Air Force to launch enterprise Microsoft initiative

18.11.2004
Von Dan Verton

The U.S. Air Force Friday plans to announce an enterprisewide Microsoft Corp. software initiative that some analysts are calling a prime example of how users can leverage their spending power to force vendors to deliver more secure products.

Air Force CIO John Gilligan is expected to announce the "One Air Force, One Network" initiative, which will consolidate 38 previously decentralized software contracts for Microsoft products and nine support contracts into two mandatory enterprisewide agreements. The program is expected to save the service more than US$100 million over six years.

The consolidation will force standard configurations for all Microsoft desktop and server software across the global Air Force user base.

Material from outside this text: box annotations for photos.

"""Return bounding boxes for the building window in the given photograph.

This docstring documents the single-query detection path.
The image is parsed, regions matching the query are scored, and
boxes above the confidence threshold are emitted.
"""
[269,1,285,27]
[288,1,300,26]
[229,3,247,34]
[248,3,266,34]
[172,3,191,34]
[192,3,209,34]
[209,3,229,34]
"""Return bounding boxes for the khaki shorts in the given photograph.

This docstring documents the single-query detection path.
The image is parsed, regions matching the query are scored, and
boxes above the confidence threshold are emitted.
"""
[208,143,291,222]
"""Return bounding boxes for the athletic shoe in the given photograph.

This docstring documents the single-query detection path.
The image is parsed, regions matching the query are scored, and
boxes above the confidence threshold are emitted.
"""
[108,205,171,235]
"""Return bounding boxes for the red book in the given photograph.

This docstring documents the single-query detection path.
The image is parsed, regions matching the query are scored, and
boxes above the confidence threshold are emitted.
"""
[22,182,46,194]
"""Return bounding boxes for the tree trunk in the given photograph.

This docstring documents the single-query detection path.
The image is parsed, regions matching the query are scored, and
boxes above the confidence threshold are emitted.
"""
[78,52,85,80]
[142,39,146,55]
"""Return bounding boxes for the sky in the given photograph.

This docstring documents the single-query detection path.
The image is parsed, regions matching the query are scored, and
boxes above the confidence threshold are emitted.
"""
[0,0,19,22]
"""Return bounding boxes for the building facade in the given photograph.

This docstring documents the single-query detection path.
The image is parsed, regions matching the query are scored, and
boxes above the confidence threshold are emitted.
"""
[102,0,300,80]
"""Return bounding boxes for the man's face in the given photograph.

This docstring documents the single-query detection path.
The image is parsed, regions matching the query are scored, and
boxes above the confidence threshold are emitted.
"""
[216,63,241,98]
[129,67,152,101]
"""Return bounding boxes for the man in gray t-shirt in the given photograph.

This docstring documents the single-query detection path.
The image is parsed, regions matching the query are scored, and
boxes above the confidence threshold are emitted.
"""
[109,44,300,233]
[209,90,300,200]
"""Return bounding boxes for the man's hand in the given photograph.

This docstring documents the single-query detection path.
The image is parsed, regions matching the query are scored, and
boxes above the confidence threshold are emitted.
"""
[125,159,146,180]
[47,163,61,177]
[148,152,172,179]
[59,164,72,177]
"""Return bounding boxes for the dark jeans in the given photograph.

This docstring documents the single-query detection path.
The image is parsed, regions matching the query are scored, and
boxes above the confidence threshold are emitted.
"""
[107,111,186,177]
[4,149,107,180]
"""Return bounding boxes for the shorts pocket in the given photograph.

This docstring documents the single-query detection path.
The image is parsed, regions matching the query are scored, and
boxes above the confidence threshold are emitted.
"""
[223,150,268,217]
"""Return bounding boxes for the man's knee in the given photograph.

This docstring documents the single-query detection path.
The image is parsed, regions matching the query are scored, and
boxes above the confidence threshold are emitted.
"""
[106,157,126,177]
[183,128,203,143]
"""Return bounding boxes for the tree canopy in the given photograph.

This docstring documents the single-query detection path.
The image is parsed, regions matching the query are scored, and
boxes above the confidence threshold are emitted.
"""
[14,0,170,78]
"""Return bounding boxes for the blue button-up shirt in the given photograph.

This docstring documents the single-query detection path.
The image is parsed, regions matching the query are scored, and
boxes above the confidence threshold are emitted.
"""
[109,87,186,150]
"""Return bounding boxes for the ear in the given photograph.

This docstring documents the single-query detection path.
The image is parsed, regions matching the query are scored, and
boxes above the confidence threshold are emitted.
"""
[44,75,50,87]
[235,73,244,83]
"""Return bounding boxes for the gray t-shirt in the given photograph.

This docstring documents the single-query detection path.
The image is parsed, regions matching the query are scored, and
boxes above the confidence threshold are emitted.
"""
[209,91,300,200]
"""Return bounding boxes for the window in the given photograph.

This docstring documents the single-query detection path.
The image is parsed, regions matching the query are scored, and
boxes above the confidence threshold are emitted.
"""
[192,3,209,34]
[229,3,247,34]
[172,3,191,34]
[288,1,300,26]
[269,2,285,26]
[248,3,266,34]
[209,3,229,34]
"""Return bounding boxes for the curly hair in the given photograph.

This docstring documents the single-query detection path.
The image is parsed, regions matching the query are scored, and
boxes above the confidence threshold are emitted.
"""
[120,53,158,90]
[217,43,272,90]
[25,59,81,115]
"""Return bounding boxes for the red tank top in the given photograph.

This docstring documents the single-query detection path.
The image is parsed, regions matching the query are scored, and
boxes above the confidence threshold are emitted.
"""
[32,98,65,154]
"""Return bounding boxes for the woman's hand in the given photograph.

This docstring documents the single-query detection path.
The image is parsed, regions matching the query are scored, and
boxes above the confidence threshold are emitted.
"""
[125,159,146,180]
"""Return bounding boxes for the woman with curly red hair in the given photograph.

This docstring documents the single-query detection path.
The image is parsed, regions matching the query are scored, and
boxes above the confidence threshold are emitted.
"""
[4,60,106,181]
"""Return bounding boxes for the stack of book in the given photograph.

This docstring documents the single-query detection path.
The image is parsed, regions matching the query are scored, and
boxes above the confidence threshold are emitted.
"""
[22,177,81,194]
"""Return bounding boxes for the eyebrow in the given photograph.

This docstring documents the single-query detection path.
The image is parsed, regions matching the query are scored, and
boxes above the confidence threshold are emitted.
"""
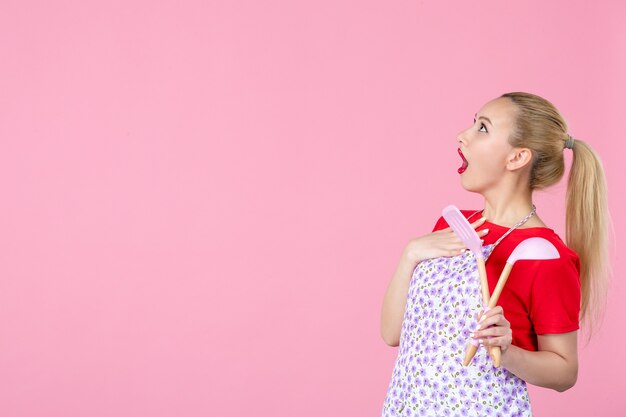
[474,113,493,126]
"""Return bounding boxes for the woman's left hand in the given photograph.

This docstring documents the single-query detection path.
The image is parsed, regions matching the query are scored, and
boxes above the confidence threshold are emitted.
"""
[470,306,513,353]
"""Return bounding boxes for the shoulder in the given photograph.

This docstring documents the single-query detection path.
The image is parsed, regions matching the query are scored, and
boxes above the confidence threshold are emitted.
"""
[433,210,480,232]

In addition, standard configurations will enforce rigorous security profiles and can be updated online with security patches and software updates. Microsoft will also design security performance and software feature settings specifically for Air Force operations.

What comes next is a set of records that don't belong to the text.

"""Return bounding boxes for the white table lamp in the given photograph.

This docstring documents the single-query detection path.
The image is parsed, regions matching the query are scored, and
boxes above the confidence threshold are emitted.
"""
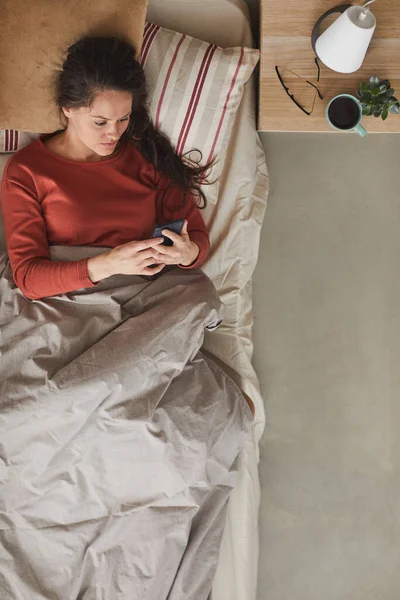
[311,0,376,73]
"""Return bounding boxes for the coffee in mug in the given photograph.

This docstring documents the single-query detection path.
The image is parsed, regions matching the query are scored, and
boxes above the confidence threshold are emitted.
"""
[328,96,360,129]
[326,94,367,136]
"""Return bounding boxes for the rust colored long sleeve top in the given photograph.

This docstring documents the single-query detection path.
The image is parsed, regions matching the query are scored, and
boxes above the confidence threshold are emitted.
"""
[1,138,210,300]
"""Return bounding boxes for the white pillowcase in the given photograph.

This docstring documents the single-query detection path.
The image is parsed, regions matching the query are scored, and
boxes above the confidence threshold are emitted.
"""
[0,23,259,203]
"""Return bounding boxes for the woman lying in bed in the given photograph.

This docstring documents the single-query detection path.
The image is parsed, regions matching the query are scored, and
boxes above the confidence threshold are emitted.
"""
[2,37,210,300]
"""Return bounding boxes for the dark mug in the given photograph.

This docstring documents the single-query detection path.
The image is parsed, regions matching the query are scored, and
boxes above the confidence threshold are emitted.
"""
[326,94,367,137]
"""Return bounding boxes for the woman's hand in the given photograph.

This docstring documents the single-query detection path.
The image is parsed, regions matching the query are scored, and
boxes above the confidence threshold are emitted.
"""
[88,238,165,283]
[154,219,200,267]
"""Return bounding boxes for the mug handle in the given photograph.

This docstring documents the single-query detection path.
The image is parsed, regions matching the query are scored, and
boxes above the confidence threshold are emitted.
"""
[311,4,351,54]
[353,123,367,137]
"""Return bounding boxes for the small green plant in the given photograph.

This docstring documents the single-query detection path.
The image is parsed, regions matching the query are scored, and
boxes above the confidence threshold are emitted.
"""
[357,75,400,120]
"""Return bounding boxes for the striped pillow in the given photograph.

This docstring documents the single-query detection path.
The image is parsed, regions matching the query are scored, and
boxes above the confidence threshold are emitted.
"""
[0,129,40,152]
[0,23,259,202]
[140,23,259,202]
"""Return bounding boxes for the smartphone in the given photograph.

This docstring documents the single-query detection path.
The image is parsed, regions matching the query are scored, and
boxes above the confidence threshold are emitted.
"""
[153,219,185,246]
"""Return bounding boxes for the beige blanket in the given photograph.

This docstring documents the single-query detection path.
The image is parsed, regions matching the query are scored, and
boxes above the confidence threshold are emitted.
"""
[0,246,252,600]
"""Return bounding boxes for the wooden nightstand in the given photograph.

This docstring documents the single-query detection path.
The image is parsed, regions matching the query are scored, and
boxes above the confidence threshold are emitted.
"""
[258,0,400,133]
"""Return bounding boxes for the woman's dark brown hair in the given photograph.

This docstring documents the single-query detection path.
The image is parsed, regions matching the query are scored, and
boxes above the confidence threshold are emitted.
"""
[56,36,214,208]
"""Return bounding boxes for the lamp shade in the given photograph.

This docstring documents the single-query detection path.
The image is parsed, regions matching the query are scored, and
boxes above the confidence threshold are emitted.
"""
[315,6,376,73]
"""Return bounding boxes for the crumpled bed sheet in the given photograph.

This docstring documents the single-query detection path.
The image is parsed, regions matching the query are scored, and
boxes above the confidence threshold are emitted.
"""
[0,246,253,600]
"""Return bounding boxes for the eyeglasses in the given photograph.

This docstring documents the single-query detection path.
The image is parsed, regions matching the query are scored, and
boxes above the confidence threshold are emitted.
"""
[275,58,324,115]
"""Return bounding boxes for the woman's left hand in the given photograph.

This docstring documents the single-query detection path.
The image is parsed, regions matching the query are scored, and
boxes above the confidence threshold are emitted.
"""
[154,219,200,267]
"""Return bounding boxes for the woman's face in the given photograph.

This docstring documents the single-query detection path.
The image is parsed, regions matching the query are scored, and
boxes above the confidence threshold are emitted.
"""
[63,90,132,156]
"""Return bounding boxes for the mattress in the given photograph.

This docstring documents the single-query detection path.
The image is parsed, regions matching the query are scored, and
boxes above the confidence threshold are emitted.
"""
[0,0,268,600]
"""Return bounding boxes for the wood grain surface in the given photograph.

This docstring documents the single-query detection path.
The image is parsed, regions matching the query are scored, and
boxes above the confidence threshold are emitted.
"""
[258,0,400,135]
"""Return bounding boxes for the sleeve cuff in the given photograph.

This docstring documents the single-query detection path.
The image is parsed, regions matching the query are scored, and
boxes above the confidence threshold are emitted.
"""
[178,231,210,269]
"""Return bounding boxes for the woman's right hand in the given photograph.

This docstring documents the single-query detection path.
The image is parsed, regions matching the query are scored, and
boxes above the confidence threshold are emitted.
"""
[88,238,165,283]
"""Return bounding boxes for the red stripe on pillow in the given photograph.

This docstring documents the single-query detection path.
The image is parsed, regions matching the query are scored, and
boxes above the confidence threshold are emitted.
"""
[176,44,217,154]
[139,23,155,64]
[139,24,160,67]
[207,48,244,163]
[154,33,186,127]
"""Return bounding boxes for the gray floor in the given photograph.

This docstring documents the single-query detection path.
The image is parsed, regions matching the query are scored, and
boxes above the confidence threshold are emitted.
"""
[254,132,400,600]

"This will be the first day of the rest of our lives in cybersecurity," said Alan Paller, director of research at the Bethesda, Md.-based SANS Institute. "For the first time on a large scale, the buyers have agreed with the sellers of flawed technology that the vendor will take responsibility for delivering it safely configured and keeping it that way. Over time, it will lead to safer systems for everyone, including home users who will never be security experts."

Clint Kreitner, president and CEO of the Center for Internet Security in Hershey, Pa., called the move by the Air Force "a terrific example" of how large user organizations can leverage buying power to require vendors to deliver properly configured and less vulnerable systems.

"It is vastly better than the prevailing practice of vendors delivering unconfigured, vulnerable systems," said Kreitner. "When delivering configured systems becomes routine vendor practice as a result of large buyers doing this, the smaller users without the technical know-how to configure their systems will greatly benefit by receiving safer systems."

But some analysts and observers are less optimistic about the overall impact of the Air Force program on vendors.

"It will force the Air Force to have more secure configurations of Microsoft software by limiting how many versions they use, and having configuration guidelines. But it sounds like they are building in a lot of patch management functions and that doesn"t force the vendor to deliver software with fewer patches," said John Pescatore, an analyst at Stamford, Conn.-based Gartner Inc.

Likewise, having more configuration guidelines doesn"t force vendors to deliver products configured securely out of the box, said Pescatore. And since the Air Force is standardizing on Microsoft software, "that doesn"t (provide) competition or an incentive for Microsoft to get more secure."

Alan Salisbury, chairman of the Center for National Software Studies in Upper Marlboro, Md., agreed and said the Air Force initiative is likely only "a small step" toward changing vendor behavior.

However, Salisbury said standardization and consolidation are almost always about reducing costs. "The name of the game continues to be total cost of operations, which is dominated by maintenance and support," said Salisbury. "Fewer configurations equals lower costs."